Comprobaron que indicaba puertas allí donde no las había; pero también donde nunca pudo haberlas. En ocasiones eran lugares absurdos. Dedujeron, entonces, que situaba puertas donde quería simbolizar encuentros amorosos. Si se trataba exclusivamente de besos o admitía otro tipo de encuentros era difícil de dilucidar, y el debate acabó derivando hacia si la cuestión era o no pertinente. Otros llegaron a considerar que aquellos símbolos de puertas simbólicas eran la clave de todo el código cartográfico (si puerta equivale a x, ventana es y, calles z) que escondía no la organización de la ciudad sino las relaciones personales de sus habitantes. Más adelante, surgieron los que consideraban que allí había algo más que una descripción criptografiada: toda una filosofía de la relaciones personales (aún desconociendo realmente el significado del código supuesto).

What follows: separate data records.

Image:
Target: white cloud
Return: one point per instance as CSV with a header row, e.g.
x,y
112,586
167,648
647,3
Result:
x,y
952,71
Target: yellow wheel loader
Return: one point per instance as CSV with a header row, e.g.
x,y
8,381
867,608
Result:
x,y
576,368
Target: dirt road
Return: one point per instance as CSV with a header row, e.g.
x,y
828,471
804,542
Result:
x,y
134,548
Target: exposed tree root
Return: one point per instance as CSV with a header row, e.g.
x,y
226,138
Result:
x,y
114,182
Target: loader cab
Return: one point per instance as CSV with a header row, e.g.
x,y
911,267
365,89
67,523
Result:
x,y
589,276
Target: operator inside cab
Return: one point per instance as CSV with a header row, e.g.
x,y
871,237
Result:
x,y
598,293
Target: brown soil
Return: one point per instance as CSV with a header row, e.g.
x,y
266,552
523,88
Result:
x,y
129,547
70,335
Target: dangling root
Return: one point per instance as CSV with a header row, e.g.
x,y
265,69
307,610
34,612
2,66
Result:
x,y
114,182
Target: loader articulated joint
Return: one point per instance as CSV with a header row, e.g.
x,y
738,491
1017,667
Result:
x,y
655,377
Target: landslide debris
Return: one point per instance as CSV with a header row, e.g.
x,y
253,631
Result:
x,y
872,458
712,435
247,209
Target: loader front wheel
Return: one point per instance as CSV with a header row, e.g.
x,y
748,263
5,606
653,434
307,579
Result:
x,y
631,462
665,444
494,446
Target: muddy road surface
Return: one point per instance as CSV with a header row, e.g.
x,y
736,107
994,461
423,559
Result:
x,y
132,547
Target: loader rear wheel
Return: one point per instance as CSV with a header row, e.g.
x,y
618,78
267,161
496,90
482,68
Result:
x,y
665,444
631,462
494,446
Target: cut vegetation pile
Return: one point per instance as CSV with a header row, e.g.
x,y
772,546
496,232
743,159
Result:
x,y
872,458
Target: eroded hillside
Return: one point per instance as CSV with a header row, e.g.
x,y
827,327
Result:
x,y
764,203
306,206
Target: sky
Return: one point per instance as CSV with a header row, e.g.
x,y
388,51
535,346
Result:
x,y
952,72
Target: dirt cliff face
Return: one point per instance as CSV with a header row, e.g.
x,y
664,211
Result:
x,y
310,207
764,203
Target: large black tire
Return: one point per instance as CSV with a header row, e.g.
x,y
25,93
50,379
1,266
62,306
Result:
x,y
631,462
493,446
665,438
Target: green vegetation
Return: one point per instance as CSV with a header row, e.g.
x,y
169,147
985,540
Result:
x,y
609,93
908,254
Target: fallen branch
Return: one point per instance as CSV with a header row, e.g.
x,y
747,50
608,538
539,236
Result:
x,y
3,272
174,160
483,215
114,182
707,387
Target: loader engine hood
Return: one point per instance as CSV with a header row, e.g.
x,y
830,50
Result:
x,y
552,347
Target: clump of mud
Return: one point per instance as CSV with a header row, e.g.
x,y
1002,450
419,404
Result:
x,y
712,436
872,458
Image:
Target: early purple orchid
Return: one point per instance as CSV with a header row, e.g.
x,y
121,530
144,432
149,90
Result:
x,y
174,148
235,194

miércoles, 1 de octubre de 2014

Como el Ayuntamiento consiguió convertir los subterráneos, primero, y las casas y calles del barrio antiguo, después en una especie de parque temático, en un gigantesco diorama arquitectónico del concepto de hiperrealidad (de no ser porque aquí era la reconstrucción de un relato, tinglados más ficticios que la ficción), por la que se movían turistas, eruditos, funcionarios y comerciantes; como la ciudad había sido inundada por una marea de impostura, decidieron fundar en los pisos altos, una nueva ciudad. Grandes empresarios, snobs, casanovas de todo tipo, idealistas sociales, hedonistas utópicos, fueron los colonos pioneros de esta ciudad al elegante borde de la depravación que hoy se extiende de torre en torre.